Который раз приходилось мне наблюдать медленное течение северной солнечной ночи, и каждый раз я заново наслаждался ее величественной красотой. Плеснулась в озере рыба, серебряные блики побежали по озеру, потом солнце вышло из-за леса и блики стали красными, снова плеснула рыба, застучал дятел, потом замолк, наверное, нашел жука, потом снова застучал, как будто хронометр отсчитывал секунды. Я лежал на песке у озера, подпирая голову рукой, и не спускал глаз с палатки, в которой спал мирный хозяйственник Разгуляев. Напряженно думаешь в такие ночи и напряженно чувствуешь. Какое-то вечно новое, вечно свежее чувство рождает в человеке спокойствие и величавость ночного солнца. Я вспомнил разговор с Пашкой в комнате общежития, Пашкины холодные бешеные глаза, когда он смотрел на улицу и думал, что, может быть, в проходящем мимо троллейбусе едет человек, предавший его отца, попивавший минеральную воду и покачивавший ногой, закинутой на ногу, когда отца приводили истерзанного пытками, избитого и окровавленного. И мне показалось, что раз существует этот плавный, неторопливый ход красного солнца, молчание деревьев, спокойный плеск рыбы в озере, то рядом с этим не может, не имеет права существовать мир душных тюремных камер, не смеет жить человек, думающий о том, как бы больнее сделать другому человеку, не смеет жить спокойный палач, набрасывающий петлю на шею осужденному. Но Разгуляев это или не Разгуляев, существовал же Климов, который мог попивать минеральную воду, открывать доверенные ему тайны самых близких своих друзей и не стесняться прямого их взгляда, потому что у них все равно впереди смерть и, значит, они ничего никому не расскажут.

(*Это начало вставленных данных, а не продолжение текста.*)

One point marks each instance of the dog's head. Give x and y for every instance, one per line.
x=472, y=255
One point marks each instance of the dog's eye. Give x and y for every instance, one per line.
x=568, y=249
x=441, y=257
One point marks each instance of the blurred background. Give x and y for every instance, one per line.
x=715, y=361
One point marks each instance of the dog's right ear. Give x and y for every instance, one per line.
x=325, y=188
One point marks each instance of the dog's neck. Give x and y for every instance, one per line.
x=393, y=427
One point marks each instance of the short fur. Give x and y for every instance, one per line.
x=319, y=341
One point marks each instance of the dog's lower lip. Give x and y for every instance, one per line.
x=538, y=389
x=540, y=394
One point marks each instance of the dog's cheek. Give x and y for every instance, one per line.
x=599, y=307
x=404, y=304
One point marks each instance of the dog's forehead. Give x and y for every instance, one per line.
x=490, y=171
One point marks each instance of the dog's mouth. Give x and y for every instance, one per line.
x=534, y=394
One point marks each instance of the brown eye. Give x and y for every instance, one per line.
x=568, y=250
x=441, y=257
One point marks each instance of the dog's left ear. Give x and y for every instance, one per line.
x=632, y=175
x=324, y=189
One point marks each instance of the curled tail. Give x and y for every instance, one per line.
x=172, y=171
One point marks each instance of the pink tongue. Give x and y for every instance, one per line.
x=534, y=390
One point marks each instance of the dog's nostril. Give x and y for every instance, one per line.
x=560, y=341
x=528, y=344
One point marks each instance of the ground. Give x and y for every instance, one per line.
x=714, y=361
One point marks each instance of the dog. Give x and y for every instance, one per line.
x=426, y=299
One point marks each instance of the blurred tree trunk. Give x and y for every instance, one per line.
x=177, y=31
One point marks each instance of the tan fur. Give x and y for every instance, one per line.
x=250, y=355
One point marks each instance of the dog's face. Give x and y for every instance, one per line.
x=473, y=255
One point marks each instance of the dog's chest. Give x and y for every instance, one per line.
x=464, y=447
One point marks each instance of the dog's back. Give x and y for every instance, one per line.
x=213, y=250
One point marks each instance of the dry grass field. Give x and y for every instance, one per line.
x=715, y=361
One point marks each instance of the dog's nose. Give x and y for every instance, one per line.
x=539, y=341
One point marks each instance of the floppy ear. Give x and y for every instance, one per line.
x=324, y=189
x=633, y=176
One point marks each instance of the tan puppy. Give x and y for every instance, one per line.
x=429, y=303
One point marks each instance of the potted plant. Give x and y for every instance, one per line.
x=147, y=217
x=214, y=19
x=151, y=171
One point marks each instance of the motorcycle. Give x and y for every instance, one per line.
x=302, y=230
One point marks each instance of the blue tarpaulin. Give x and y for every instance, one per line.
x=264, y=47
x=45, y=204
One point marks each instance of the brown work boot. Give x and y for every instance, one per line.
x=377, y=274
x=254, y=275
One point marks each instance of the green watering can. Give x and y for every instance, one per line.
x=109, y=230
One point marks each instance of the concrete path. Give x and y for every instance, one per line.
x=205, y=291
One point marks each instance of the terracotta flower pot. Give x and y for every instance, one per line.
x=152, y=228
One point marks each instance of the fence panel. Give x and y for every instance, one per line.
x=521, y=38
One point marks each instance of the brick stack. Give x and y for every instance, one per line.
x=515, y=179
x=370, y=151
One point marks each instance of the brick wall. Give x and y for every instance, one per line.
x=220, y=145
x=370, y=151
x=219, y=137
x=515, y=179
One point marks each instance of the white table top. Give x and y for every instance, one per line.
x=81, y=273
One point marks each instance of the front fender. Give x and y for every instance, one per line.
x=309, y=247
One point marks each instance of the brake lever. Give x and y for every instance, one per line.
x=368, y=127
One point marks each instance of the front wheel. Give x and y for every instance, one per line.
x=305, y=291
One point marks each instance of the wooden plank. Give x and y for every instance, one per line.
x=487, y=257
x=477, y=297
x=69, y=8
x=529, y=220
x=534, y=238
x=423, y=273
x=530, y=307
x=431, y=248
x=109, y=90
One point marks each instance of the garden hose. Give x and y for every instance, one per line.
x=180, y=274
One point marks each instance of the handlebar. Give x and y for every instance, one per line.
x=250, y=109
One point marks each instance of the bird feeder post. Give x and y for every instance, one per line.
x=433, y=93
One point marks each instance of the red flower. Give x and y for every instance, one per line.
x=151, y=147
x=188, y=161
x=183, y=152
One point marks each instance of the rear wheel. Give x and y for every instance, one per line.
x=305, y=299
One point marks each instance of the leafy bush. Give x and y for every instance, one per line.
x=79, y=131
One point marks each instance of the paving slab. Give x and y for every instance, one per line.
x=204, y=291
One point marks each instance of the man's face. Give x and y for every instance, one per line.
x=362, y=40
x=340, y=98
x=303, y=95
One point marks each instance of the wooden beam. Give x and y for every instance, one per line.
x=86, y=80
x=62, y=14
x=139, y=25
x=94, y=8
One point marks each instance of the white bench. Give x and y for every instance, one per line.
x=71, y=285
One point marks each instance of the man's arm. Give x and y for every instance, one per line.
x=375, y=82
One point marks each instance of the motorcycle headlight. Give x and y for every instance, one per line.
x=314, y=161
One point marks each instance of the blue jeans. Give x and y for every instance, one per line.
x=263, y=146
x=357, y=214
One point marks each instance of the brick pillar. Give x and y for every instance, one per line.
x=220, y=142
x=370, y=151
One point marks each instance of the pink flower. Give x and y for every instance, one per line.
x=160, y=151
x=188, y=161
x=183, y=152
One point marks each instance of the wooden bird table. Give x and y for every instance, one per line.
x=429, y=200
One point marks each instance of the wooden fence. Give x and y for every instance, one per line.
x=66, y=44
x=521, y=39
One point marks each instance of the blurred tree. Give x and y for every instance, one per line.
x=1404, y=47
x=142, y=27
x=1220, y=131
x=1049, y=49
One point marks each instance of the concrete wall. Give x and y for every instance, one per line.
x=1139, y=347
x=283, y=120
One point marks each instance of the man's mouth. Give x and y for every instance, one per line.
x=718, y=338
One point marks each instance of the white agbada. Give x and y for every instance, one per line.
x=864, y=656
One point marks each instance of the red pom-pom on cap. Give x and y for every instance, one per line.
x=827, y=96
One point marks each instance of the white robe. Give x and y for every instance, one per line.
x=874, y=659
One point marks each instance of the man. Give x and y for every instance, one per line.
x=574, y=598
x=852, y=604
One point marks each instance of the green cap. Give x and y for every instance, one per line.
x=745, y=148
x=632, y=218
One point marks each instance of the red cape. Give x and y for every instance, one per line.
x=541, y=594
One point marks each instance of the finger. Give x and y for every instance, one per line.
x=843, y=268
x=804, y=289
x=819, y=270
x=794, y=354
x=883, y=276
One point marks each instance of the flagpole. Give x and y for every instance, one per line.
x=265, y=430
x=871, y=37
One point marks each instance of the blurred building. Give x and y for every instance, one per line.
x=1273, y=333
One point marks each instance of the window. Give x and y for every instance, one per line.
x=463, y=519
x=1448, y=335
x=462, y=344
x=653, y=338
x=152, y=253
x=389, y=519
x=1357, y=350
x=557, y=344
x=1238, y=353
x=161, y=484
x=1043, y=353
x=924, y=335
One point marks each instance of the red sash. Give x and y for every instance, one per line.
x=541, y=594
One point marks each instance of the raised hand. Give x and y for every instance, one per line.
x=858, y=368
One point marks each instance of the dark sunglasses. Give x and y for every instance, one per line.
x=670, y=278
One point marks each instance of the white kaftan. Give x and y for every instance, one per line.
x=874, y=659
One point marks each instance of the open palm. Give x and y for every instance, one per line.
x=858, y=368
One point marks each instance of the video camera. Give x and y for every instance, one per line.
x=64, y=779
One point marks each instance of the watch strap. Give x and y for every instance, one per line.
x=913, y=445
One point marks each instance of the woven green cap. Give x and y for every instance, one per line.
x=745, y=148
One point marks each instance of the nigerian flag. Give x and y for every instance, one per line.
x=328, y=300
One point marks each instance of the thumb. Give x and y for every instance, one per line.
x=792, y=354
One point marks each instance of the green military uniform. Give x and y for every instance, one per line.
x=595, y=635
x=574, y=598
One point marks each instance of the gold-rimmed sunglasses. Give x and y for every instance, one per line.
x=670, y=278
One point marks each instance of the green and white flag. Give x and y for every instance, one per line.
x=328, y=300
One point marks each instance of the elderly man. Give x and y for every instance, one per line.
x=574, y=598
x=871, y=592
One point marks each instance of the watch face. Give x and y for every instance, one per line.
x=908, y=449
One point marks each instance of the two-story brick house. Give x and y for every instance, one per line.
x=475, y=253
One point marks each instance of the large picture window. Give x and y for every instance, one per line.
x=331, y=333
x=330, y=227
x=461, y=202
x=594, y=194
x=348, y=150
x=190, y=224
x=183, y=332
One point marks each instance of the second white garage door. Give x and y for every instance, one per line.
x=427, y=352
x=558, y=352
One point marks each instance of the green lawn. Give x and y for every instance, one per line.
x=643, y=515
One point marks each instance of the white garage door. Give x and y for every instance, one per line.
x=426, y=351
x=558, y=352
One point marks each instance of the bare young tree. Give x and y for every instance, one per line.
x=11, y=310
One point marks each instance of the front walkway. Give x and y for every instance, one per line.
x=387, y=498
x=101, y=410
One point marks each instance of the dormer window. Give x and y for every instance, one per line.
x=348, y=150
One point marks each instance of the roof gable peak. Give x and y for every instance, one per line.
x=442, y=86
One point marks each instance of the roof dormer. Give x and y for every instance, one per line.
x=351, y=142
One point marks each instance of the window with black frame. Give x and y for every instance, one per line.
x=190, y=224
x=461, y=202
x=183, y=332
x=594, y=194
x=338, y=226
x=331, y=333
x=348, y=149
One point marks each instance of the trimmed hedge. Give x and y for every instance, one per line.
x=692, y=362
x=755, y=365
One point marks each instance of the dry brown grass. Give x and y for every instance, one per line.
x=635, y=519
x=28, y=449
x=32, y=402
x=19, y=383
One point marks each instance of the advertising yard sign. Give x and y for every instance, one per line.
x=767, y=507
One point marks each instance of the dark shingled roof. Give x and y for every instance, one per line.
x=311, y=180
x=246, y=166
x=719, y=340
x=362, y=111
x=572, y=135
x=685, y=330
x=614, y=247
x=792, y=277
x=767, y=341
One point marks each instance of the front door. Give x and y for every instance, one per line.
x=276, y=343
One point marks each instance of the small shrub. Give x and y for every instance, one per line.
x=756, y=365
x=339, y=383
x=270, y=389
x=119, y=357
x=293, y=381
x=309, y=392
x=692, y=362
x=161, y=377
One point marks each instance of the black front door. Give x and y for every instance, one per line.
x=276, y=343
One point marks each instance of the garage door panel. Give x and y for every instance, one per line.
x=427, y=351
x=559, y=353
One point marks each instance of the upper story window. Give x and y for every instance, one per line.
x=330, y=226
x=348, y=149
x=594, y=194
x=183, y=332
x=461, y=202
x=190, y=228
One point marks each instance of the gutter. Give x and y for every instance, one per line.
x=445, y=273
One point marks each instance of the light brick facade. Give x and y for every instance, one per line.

Нет, не может этого быть! Не может Климов быть тем человеком, который выдавал нам зарплату, который сказал, что деньги счет любят, который протрусил к нам по узкой проселочной дороге на мохнатой своей лошаденке. Должны же чем-то отличаться нормальные люди от чудовищ. Слишком обыкновенный человек был Разгуляев, и слишком страшным чудовищем из кошмара привиделся мне Климов.
Наверное, со стороны казалось, что я задремал. А я хоть и глубоко задумался, но нервы мои были напряжены и внимание не ослаблялось ни на минуту. Я сразу заметил, как шевельнулась пола палатки. Она чуть приподнялась, не вся, конечно, а маленький ее кусочек, и между краем полы и землей открылась дырочка, сантиметров десять длиной, не больше. Я и это отметил, хотя было совсем неважно, сколько в ней сантиметров. Было маленькое отверстие и четыре пальца, высунувшиеся наружу и приподнявшие краешек полы. А самое страшное, что в этом отверстии был глаз, бессонный, внимательно наблюдающий. Обыкновенный хозяйственник Разгуляев следил, сплю я или не сплю, слежу я за ним или не слежу. Может быть, прикидывал он, не убежать ли ему на своей низкорослой мохнатой лошадке, может быть, просто думал и передумывал, возбудил он какие-нибудь подозрения или не возбудил, почему спросил Пашка, откуда Разгуляев знает, кто из нас Рыбаков, случайно ли я не полез в спальный мешок и остался дремать на берегу или оставлен специально, чтобы стеречь его, пока Пашка сходит в деревню. Никакое открытое признание не убедило бы меня так достоверно, как убедил этот внимательный, наблюдающий глаз.